Digital asset investment products experienced a significant rebound last week, attracting $1.9 billion in inflows following a prolonged period of outflows. This surge comes in the wake of the US Federal Reserve’s recent decision to implement a “hawkish cut” to interest rates. Initially, investors appeared cautious in response to the September rate adjustment; however, a notable influx of $746 million occurred on Thursday and Friday as markets began to absorb the implications of the Fed’s move.
As a result of the latest influx, total assets under management (AUM) within the sector reached a year-to-date peak of $40.4 billion. This positions the sector to potentially match or surpass the full-year inflows of $48.6 billion recorded in 2024.

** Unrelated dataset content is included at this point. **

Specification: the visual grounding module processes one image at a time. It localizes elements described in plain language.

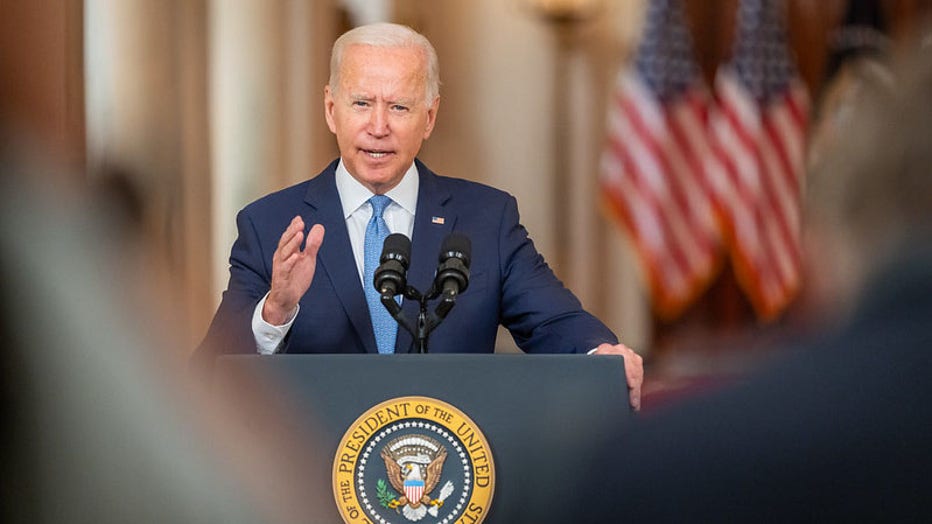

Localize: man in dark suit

Regionally, the United States dominated the inflow numbers, contributing $1.8 billion. Other nations showed varying levels of participation, with Germany adding $51.6 million, Switzerland contributing $47.3 million, and Brazil bringing in $9.3 million. In contrast, Hong Kong experienced slight outflows amounting to $3.1 million.

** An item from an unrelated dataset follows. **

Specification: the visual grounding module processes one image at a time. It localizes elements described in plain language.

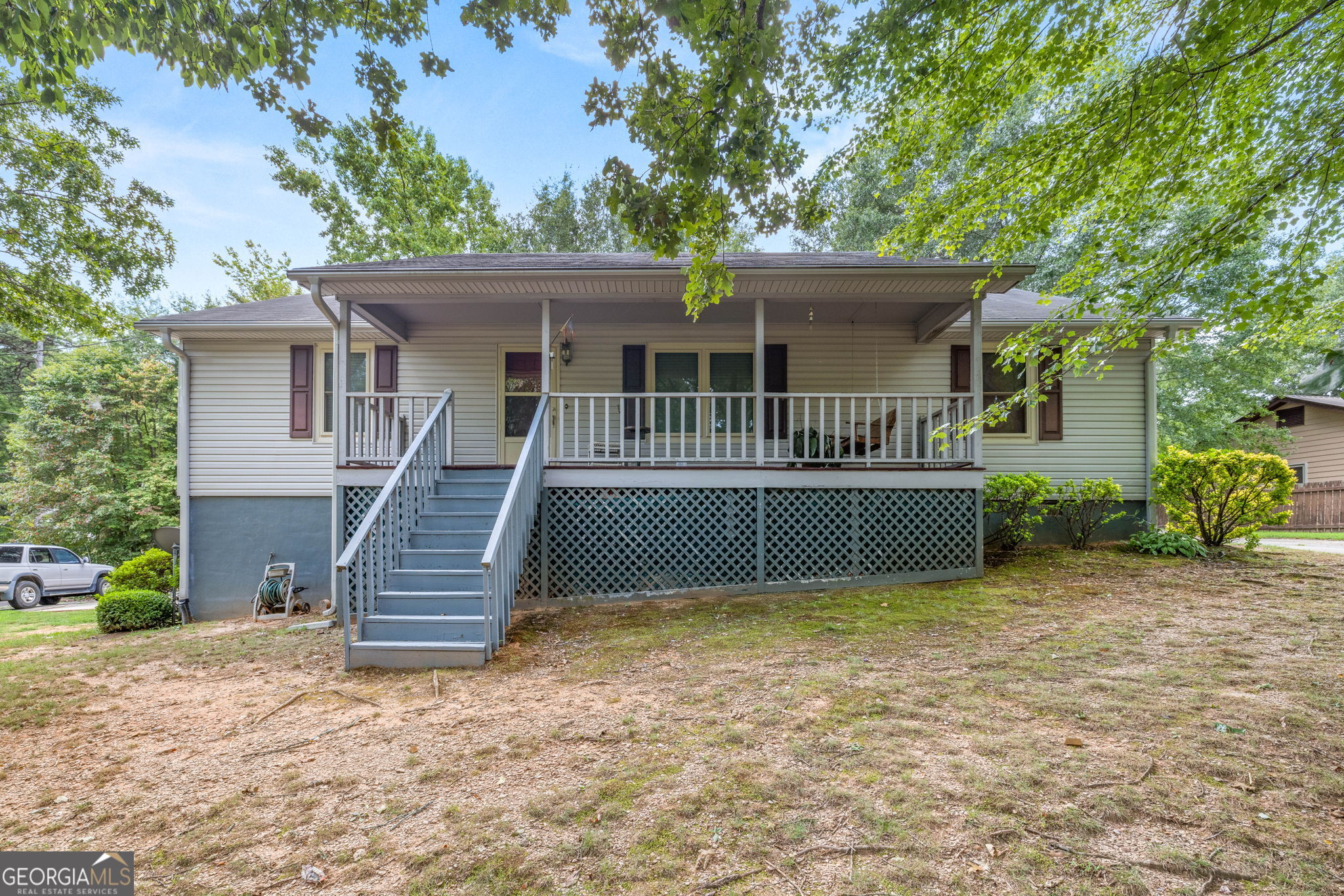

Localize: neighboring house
[137,253,1198,666]
[1266,395,1344,482]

Bitcoin emerged as the largest beneficiary of the week’s inflows, garnering $977 million. The total AUM for Bitcoin funds now stands just below $184 billion. Conversely, short-Bitcoin products faced outflows of $3.5 million, reducing their AUM to a multi-year low of $83 million.
Ethereum funds also experienced substantial inflows, totaling $772 million, which propelled year-to-date net inflows to a record $12.6 billion and pushed total AUM to an all-time high of $40.3 billion. Other cryptocurrencies also saw notable gains, with Solana attracting $127.3 million and XRP receiving $69.4 million.
This latest surge in digital asset investment underscores a renewed investor confidence in the market, reflecting a shift in sentiment following the Federal Reserve’s interest rate adjustments.